Another thing that helped was learning how important a separate salt lick was for the incorporation and utilization of minerals. I'm not talking about my minerals having a high salt content, but a separate lick. Now I have various ones all over the place. So far, their favourite ones are Redmond mineral salts, but they use them all. When I started using Redmond, I stopped giving them kelp and that has helped me a lot, too, moneywise.

With enough copper in their systems, they won't need near the money and attention given normally to counteract parasite loads. Worming can be expensive too.

Anyway, I feel for you, especially since everything else is so expensive for you to get on your island. I no longer have to bolus, but I do remember the expense and trouble. But I do encourage you to try to get enough copper into them.


----------



## Island Milker (Dec 11, 2018)

Jessica84 said:


> I know it's expensive and no you are not alone on your thinking but it sure is worth the end results giving it to the goats :/
> Personally though I don't waste my money on the goat copper bolus for goats. I buy the cattle ones and break them down to goat size. A fast break down on valleyvet prices it comes out to $0.50 a gram for the goats. For the 12.5 gram cattle bolus it is $0.17 a gram, for the 25 gram it is $0.13. I'm not sure how many goats you have so it might be a pretty big investment that will last you years but for me when I'm shoving 9 grams down each doe at anywhere from 40-70 does every 3-4 months I will take any savings I can get.


well ultra cruz the 25 gram x 25 count is 211 from amazon. so more like 0.34 a gram. this is all without shipping. copasure from jeffers is less at 79.99 American which would be more like 110 ca dollars plus shipping. so more like 0.16 without shipping.

I am thinking about asking at our local feed stores about horse copper supplements.


----------



## mariarose (Oct 23, 2014)

Will this go to Canada? Because this is much cheaper if you can get it, $80.00 USD, which is also a factor for you, different dollar?
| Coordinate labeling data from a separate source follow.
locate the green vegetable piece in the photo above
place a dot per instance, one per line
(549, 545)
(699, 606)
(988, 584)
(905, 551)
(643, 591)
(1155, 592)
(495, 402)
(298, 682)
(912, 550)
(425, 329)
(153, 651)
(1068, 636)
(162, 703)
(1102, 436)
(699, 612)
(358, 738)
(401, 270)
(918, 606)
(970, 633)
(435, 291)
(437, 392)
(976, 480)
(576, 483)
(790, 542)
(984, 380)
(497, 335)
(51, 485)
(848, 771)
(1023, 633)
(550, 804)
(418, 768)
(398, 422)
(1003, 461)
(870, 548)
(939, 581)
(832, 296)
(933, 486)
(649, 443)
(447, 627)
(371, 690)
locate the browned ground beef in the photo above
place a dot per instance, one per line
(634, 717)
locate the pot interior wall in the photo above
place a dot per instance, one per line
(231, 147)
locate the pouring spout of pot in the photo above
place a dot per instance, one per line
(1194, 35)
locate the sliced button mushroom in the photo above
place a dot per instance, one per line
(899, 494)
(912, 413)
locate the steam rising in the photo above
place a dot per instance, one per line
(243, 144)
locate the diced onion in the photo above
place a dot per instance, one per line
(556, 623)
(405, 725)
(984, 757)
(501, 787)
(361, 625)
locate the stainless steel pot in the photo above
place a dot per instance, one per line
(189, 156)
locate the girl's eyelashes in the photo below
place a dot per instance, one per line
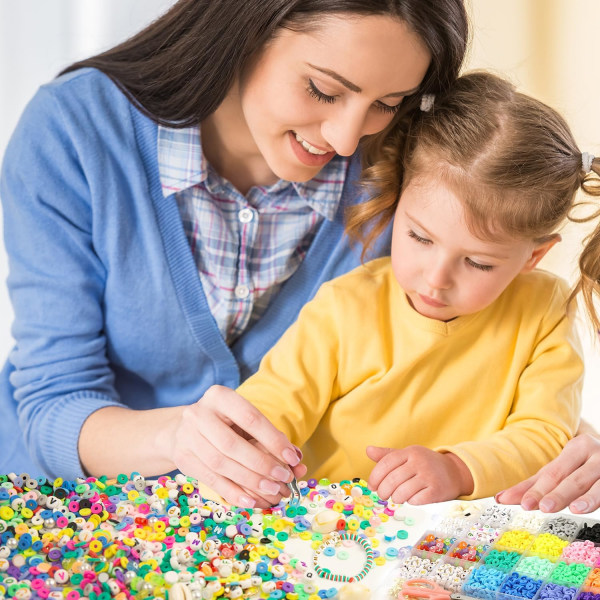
(315, 92)
(418, 238)
(479, 266)
(471, 263)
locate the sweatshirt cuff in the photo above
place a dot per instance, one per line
(482, 465)
(59, 452)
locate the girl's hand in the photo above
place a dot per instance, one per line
(418, 475)
(572, 479)
(227, 444)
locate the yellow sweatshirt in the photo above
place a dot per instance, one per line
(499, 388)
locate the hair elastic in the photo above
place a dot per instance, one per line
(586, 161)
(427, 101)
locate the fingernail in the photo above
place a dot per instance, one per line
(280, 473)
(247, 502)
(528, 503)
(268, 486)
(579, 506)
(290, 457)
(547, 505)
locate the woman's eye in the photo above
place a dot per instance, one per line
(315, 92)
(418, 238)
(386, 108)
(479, 266)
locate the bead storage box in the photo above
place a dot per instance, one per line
(125, 538)
(504, 553)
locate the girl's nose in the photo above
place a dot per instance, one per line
(439, 276)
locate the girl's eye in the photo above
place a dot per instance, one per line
(315, 92)
(418, 238)
(479, 266)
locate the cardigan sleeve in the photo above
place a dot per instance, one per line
(56, 282)
(545, 410)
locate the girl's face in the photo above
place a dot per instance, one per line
(443, 268)
(310, 96)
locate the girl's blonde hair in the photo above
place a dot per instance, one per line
(512, 160)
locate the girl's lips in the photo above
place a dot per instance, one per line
(431, 302)
(306, 157)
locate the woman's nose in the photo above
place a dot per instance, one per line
(343, 129)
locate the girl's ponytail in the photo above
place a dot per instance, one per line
(589, 260)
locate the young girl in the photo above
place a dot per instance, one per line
(456, 356)
(171, 204)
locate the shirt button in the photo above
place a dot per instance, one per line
(245, 215)
(241, 291)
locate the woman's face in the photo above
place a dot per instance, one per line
(313, 95)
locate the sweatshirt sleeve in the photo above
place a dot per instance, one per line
(298, 377)
(545, 411)
(56, 283)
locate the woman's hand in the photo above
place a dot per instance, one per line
(227, 444)
(572, 479)
(221, 440)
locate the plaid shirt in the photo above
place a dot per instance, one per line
(245, 247)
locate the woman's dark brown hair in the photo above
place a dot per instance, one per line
(179, 69)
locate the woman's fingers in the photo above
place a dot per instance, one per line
(236, 410)
(216, 444)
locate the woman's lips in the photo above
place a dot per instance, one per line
(306, 157)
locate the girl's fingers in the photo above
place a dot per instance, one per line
(568, 477)
(587, 502)
(387, 459)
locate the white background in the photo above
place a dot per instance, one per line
(547, 47)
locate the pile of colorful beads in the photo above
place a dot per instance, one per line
(552, 591)
(483, 534)
(583, 551)
(520, 586)
(483, 582)
(434, 544)
(536, 567)
(128, 538)
(464, 551)
(529, 557)
(496, 516)
(548, 544)
(502, 560)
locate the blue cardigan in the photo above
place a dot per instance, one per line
(109, 308)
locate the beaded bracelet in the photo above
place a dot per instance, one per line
(334, 540)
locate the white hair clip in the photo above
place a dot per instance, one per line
(586, 161)
(427, 101)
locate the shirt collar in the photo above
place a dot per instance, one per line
(182, 165)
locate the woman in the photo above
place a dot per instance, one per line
(156, 245)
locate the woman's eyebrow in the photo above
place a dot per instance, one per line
(352, 86)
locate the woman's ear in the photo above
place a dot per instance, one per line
(540, 251)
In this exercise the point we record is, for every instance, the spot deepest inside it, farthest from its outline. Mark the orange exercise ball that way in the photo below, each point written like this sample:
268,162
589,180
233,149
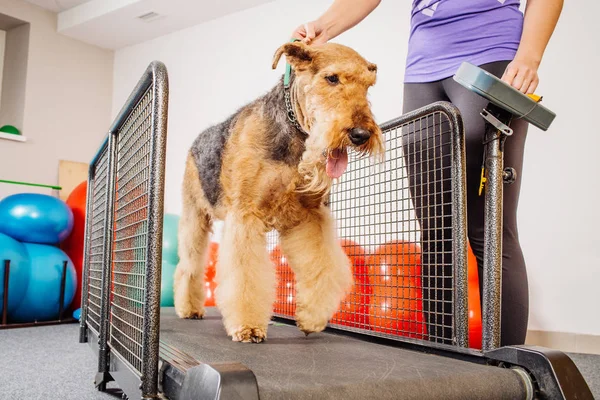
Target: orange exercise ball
354,309
396,305
285,300
73,244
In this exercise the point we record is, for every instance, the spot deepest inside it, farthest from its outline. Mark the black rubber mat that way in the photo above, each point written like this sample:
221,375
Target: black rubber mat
329,366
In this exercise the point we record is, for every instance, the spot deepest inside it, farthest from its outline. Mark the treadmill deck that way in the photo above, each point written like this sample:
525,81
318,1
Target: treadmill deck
325,365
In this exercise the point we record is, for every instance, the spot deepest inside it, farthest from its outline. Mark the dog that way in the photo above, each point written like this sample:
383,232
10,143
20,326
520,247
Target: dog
270,166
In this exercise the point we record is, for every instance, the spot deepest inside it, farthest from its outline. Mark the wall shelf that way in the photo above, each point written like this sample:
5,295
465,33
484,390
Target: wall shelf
15,138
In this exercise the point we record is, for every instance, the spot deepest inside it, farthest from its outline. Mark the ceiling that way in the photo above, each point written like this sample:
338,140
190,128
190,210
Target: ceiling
57,5
114,24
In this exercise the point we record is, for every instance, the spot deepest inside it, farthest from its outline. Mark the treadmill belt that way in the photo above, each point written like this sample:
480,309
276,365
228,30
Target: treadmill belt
330,366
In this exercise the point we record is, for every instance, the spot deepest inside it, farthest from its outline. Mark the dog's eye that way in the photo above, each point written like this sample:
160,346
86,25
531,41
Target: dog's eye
332,79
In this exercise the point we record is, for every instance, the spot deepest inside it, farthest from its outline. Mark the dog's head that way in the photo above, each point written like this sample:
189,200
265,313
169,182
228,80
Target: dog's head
331,83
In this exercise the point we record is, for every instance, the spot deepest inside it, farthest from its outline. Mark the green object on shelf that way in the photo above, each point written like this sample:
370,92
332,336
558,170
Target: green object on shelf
31,184
10,129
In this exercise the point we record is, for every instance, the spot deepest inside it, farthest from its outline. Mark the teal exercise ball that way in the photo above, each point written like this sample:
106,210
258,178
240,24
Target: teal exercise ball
42,297
19,271
169,247
166,284
35,218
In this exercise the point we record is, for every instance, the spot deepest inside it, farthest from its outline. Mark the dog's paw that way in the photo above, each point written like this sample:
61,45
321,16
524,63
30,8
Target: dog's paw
246,334
189,313
308,323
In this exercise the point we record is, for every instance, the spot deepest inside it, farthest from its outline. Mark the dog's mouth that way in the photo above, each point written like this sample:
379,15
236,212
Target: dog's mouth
337,162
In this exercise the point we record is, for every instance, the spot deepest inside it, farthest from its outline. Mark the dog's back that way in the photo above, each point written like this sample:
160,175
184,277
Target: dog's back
272,140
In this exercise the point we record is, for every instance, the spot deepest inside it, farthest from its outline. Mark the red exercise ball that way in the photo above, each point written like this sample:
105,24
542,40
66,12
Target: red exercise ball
210,273
474,303
73,244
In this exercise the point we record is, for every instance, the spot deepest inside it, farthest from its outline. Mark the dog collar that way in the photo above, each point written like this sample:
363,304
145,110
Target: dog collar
287,77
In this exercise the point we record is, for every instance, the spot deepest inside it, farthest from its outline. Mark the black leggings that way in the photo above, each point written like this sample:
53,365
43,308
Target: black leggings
515,297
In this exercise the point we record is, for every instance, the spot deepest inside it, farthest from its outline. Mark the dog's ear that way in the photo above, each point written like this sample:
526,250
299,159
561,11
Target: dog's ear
296,53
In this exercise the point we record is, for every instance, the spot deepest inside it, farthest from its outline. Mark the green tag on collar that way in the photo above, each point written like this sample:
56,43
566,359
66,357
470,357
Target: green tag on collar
288,69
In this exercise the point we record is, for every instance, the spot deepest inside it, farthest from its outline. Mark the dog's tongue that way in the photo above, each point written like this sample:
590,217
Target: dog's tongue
337,161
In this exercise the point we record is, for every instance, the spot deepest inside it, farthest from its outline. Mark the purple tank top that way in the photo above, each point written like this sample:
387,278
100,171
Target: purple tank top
444,33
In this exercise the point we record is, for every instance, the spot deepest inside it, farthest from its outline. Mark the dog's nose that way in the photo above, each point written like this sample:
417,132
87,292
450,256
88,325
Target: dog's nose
359,136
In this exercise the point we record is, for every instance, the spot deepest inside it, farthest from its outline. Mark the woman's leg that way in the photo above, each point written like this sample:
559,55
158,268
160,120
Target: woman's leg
515,297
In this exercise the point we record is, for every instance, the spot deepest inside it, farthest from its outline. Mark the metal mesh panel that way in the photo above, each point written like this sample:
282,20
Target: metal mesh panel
128,289
395,223
96,243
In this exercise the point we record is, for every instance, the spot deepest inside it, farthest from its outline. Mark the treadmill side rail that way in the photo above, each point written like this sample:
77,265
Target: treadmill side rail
555,374
231,381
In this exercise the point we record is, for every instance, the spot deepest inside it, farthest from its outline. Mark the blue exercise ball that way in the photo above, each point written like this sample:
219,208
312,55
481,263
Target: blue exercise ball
41,300
166,285
35,218
169,245
19,271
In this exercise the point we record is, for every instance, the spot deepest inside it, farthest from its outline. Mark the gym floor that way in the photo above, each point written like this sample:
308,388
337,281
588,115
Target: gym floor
43,362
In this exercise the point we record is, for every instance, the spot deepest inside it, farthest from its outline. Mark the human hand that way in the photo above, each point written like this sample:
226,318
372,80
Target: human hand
311,33
522,74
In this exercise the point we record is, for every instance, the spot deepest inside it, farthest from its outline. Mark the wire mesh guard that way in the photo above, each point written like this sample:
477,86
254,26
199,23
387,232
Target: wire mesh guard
96,251
130,239
394,222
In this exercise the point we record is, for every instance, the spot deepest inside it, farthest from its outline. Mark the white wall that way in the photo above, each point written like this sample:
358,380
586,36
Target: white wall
2,45
68,95
218,66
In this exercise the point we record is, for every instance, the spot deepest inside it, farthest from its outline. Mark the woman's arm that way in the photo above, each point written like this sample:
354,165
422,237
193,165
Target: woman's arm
341,16
541,17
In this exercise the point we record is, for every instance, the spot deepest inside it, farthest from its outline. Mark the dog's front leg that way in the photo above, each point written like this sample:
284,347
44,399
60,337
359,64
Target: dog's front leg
245,279
322,269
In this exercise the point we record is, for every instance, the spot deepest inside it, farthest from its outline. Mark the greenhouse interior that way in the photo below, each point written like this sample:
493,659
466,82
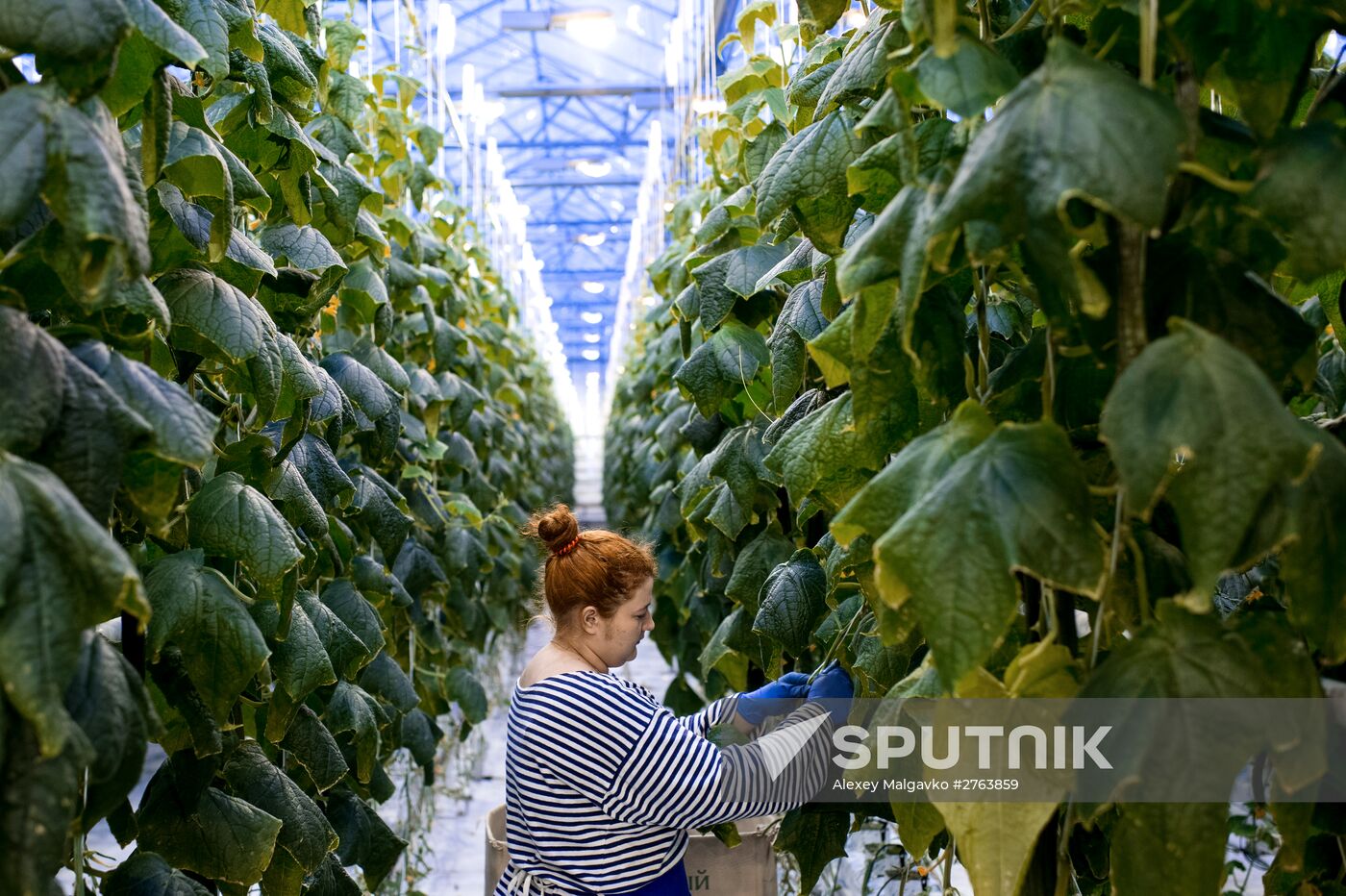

https://www.jefferspet.com/products/copasure


----------



## mariarose (Oct 23, 2014)

Valley Vet, I don't know if they ship to Canada, but I'd ask.
https://www.valleyvet.com/ct_detail.html?pgguid=2E87C213-7B6A-11D5-A192-00B0D0204AE5#tab-review

Letting your local stores know what you need/want/will buy from them is a great idea. They don't know if we don't say!


----------



## mariarose (Oct 23, 2014)

Sorry for repeating what you had already written. For some reason, it wasn't there for me to see when I was writing.


----------



## Tab Carloni (Jan 28, 2019)

I have tried to find additional copper as well, but no one has and I have been told there are new regulations that do not allow them to carry certain products. Sigh, I really wish it was as easy to obtain everything in the US here in Canada. I think I will bite the bullet this time for the bolus' because I don't want my girls getting worse. In the meantime I will try and find a copper supplement that I can add to my feed program. The bolus as least will give me peace of mind until then. If any Canadian's do see this and were successful at finding additional copper please let me know. I have tried everything. :bonk:


----------



## mariarose (Oct 23, 2014)

ZinPro operates in Canada, and has a high copper formula. Would you like help finding a representative for you? I've found that page before for other Canadian members here....


----------



## mariarose (Oct 23, 2014)

Here is the copper supplement I was talking about. For some reason, the representative page isn't loading. Probably my poor internet.
https://www.zinpro.com/products/availa-mins/availa-cu


----------



## Tab Carloni (Jan 28, 2019)

You had mentioned to me before and I found the rep for Ontario. I contacted him and he gave me a list of distributers but when I contacted them they all told me did not sell it ‍♀


----------



## Tab Carloni (Jan 28, 2019)

mariarose said:


> Here is the copper supplement I was talking about. For some reason, the representative page isn't loading. Probably my poor internet.
> https://www.zinpro.com/products/availa-mins/availa-cu


I will try again!


----------



## mariarose (Oct 23, 2014)

Oh, I'm so sorry. I'd complain to your Ontario Representative again and tell him how disappointed you are that they won't distribute what they'll say they'll distribute...


----------



## Tab Carloni (Jan 28, 2019)

mariarose said:


> Oh, I'm so sorry. I'd complain to your Ontario Representative again and tell him how disappointed you are that they won't distribute what they'll say they'll distribute...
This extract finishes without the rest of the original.